60 Millions de Consommateurs alerte sur la toxicité des produits ménagers

Dans un numéro hors-série sur la pollution de l'air intérieur, 60 Millions de Consommateurs a analysé la composition de 60 produits ménagers. Le résultat est alarmant.

BFMTV

Ces produits, souvent avec une douce odeur promettent une propreté impeccable et pourtant, 60 Millions de Consommateurs dénonce leur danger pour notre santé et l'environnement. "C'est le paradoxe de ces produits : on les utilise pour assainir sa maison et on obtient l’effet inverse", explique Christelle Pangrazzi, rédactrice en chef adjointe du magazine sur Franceinfo.

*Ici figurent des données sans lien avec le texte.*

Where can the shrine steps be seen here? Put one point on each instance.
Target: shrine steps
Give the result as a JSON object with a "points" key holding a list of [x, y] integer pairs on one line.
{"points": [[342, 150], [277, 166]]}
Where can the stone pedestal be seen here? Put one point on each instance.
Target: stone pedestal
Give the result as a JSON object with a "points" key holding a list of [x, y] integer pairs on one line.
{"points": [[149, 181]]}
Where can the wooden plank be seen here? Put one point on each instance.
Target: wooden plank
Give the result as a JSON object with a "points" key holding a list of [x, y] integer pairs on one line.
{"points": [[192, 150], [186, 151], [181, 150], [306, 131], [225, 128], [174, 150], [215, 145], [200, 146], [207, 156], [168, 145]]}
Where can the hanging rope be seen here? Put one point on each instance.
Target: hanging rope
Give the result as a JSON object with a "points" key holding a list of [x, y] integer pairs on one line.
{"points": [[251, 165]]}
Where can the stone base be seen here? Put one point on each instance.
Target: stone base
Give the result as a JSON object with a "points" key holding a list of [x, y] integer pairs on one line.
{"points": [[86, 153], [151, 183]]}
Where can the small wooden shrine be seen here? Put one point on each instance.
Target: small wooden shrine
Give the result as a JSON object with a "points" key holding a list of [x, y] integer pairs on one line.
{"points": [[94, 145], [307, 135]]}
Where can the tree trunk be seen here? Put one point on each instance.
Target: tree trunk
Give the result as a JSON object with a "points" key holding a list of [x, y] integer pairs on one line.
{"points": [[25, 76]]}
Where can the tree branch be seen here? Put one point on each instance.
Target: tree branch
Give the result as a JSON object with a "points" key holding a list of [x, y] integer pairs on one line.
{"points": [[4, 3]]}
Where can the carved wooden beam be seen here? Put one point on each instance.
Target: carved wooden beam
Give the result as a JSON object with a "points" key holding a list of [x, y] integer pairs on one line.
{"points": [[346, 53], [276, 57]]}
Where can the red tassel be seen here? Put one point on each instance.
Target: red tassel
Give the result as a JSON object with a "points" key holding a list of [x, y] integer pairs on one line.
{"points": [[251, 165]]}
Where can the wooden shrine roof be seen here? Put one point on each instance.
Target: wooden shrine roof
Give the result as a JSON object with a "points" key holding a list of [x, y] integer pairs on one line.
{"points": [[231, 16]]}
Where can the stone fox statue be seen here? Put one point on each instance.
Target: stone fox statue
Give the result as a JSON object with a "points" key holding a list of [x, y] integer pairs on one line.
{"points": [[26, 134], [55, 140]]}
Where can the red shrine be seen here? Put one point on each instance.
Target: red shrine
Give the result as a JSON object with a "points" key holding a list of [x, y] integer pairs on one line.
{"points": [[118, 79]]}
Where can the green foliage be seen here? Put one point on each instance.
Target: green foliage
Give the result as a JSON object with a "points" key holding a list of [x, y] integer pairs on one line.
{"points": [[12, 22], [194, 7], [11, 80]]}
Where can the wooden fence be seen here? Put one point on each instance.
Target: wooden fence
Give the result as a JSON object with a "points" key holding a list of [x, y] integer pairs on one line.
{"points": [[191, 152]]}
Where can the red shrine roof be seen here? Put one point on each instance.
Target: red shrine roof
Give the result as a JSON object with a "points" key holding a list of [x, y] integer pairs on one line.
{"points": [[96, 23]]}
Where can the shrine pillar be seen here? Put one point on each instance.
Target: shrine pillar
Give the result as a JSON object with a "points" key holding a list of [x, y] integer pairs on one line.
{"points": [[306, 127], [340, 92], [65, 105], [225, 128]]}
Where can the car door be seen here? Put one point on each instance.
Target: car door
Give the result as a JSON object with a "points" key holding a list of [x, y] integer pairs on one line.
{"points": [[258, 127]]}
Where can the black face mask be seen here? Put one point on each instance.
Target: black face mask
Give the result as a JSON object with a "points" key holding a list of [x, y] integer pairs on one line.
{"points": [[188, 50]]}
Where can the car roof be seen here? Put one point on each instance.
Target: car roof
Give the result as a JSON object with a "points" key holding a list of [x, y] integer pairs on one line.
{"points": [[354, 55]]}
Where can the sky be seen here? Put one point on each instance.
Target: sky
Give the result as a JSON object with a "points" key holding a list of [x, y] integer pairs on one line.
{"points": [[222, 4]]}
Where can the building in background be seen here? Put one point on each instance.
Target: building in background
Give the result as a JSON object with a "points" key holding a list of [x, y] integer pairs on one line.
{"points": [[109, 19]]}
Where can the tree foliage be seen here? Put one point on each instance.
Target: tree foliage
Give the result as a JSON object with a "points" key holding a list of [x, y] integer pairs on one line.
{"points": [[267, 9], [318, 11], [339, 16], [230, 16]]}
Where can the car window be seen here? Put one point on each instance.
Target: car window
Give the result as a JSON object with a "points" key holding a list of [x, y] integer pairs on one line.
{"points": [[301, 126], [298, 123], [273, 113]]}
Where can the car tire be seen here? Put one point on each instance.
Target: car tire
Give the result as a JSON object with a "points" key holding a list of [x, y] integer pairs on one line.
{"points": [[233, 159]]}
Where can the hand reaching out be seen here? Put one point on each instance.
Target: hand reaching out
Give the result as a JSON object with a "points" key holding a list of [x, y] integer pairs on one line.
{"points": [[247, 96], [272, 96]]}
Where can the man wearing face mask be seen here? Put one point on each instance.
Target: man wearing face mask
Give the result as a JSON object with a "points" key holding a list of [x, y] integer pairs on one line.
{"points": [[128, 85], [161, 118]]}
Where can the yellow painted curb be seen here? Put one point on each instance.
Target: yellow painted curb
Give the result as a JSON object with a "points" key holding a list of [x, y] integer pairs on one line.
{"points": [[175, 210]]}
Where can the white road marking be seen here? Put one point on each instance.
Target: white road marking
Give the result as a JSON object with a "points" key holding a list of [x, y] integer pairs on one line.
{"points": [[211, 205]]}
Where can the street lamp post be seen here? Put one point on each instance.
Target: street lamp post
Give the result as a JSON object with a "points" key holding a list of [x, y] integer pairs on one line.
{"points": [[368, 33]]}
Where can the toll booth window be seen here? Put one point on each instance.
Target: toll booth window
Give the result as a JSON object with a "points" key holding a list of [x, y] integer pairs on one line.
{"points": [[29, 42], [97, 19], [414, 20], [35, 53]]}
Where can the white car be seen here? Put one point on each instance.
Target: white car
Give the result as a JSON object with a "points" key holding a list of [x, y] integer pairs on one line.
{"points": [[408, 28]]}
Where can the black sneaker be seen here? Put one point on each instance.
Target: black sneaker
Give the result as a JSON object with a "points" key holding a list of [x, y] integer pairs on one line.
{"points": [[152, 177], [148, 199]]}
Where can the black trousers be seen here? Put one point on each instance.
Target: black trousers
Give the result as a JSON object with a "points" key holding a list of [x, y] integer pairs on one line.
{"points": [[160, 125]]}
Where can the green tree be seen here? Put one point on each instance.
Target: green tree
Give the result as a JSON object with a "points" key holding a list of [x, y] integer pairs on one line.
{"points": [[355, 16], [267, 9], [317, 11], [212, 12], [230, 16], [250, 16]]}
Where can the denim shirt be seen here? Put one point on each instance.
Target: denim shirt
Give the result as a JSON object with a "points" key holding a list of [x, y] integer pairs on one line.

Sprays, nettoyants, désodorisants... Le magazine a décortiqué la composition de 60 produits ménagers parmi les plus vendus, en se basant sur la lecture de leur étiquette et de leur fiche de données de sécurité réglementaire. Résultat ? "Ils se révèlent toxiques et polluants". "Beaucoup contiennent une ou plusieurs substances toxiques, nuisibles à notre santé ou à l'environnement", peut-on lire dans le hors-série, les accusant d'être les "principaux responsables" de la pollution de l'air intérieur.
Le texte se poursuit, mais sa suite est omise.